5839781_369436Il profumo di cuoio del primo pallone, un regalo del padre lanciato con un calcio tra le nuvole, nel cielo di Fusignano. Poi la carriera di allenatore, un’ascesa posata sempre sulle stesse rigide colonne: serietà, impegno, motivazione, rispetto, etica. Arrigo Sacchi ha lasciato un anno fa l’incarico di responsabile delle nazionali giovanili. Nonno di due bambine, la più piccola delle quali di soli quattro mesi, continua a guardare il calcio con lo sguardo di chi ci vede lo specchio della società, nel bene e nel male. Mercoledì 12 agosto, quando presenterà il libro scritto con Guido Conti “Calcio Totale” (Mondadori) a Rimini, all’interno della rassegna Moby Cult (Castel Sismondo, Piazza Malatesta, ore 21,30), parlerà anche di bambini e ragazzi: quelli che non trovano la possibilità di giocare perché le società sportive sono affossate dai debiti ma anche quelli costretti o fomentati dai genitori a inseguire il sogno del pallone.
Sacchi, il mestiere di calciatore è uno dei più ambiti tra i giovanissimi. Lei come la vede?
“Credo che la passione per il calcio esista ancora. Ma certi genitori hanno una bramosia di soldi e successo che di fatto toglie ai bambini la prima scelta, l’autonomia di decidere che sport praticare o che lavoro fare da grandi. Il calcio è spesso un’ambizione degli adulti, non dei figli”.
Anche nelle categorie più basse, non è raro assistere a insulti, parolacce e risse che vedono come protagonisti, sugli spalti, proprio i genitori. Una degenerazione?
“Il calcio è uno sport splendido che può essere però pregiudicato dall’avidità e dall’ignoranza. Può essere un sentiero di crescita per i ragazzi ma, come tutte le cose, può diventare un terreno costellato di insidie. Può essere educativo se insegna l’importanza del gruppo, degli obiettivi, il rispetto per l’avversario. Ma può essere fortemente diseducativo se trasmette l’arroganza e l’arrivismo. In questo senso, il ruolo della famiglia è fondamentale ma va di passo a quello degli allenatori e delle società sportive in generale”.

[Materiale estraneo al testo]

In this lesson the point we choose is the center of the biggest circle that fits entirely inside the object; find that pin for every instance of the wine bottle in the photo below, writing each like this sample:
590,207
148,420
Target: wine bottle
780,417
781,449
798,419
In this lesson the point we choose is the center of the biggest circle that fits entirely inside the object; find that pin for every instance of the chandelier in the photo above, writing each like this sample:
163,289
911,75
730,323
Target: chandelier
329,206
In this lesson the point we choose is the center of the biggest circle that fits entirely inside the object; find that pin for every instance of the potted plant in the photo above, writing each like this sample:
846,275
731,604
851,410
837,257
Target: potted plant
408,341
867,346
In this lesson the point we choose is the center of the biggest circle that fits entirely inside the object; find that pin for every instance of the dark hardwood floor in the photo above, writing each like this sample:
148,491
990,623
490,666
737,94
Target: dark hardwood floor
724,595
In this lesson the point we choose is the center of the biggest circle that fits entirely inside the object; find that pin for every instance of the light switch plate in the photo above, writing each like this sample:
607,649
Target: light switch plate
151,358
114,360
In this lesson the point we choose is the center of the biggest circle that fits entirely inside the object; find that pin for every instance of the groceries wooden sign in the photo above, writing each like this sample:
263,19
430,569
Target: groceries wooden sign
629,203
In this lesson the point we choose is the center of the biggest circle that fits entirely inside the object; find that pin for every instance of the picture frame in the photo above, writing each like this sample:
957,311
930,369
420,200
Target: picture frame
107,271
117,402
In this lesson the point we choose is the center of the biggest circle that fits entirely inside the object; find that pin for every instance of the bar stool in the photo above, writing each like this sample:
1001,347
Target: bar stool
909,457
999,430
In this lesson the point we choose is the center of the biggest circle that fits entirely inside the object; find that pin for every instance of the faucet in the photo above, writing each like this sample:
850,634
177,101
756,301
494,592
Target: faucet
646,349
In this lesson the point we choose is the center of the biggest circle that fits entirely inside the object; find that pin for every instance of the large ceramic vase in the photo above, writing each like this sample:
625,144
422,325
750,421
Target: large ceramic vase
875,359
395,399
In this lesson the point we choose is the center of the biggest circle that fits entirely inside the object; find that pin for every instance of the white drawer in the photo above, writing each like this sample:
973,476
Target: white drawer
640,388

Il talento non è tutto, si spiega a più riprese nel libro: si può puntare in alto anche senza grosse doti?
“Prima del talento ci sono tanti altri aspetti che servono a incanalarlo, a farlo esprimere: il lavoro, l’impegno, l’etica. Senza queste caratteristiche, quel dono soprannaturale che è il talento diventa il più forte dei limiti. Purtroppo gli italiani sono un popolo superficiale. Un esempio? La mamma che dice all’insegnante che suo figlio non studia ma è comunque il più bravo della scuola. Ecco, noi viviamo nell’epoca del figlio fenomeno”.
Prima gli educatori, poi gli allenatori: solo così il calcio può formare davvero alla vita?
“Questa è una delle strade che indico nella mia biografia. Male che vada, anche se non sfonderanno nel calcio, i ragazzi diventeranno persone migliori. Il che conta anche e soprattutto per la professione calcistica. Io credo che chi è limitato, lo è in tutto: calcio o non calcio”.
Il merito è un altro dei concetti a lei cari: come si collega all’etica?
“In Italia si pensa che furbizia, conoscenze e arte di arrangiarsi siano più importanti del merito: una confusione totale. Quando guardo una partita, non valuto la vittoria ma come è stata ottenuta: che valori ha espresso, quale gioco c’è dietro. Il gioco è tutto: come il bastone per l’anziano, come la trama per un libro. La conoscenza viene sempre prima: aiuta all’apprendimento, sviluppa sentimenti nobili, costruisce una coscienza collettiva. Questa, per me, è l’etica di gruppo: significa non tradire chi mi ha fatto giocare, i miei compagni, la mia famiglia”.
Un anno fa ha lasciato l’ultimo incarico: oggi si dedica alle nipoti?
“In realtà lavoro sempre ma non avendo più un ruolo di responsabilità, posso stare anche con le bambine. Prima ci riuscivo poco: sono uno che vuole fare sempre le cose al massimo e se mi manca il tempo, mi riescono male. L’unico problema è che le energie sono sempre meno”.
Fa anche il modesto?
“Mai perdere l’umiltà. Alle undici e mezza di sera, dopo una storica vittoria con il Milan, Ancelotti e Baresi mi dissero ‘mister, siamo i più bravi del mondo’. Io gli risposi che sì, lo saremmo stati fino a mezzanotte”.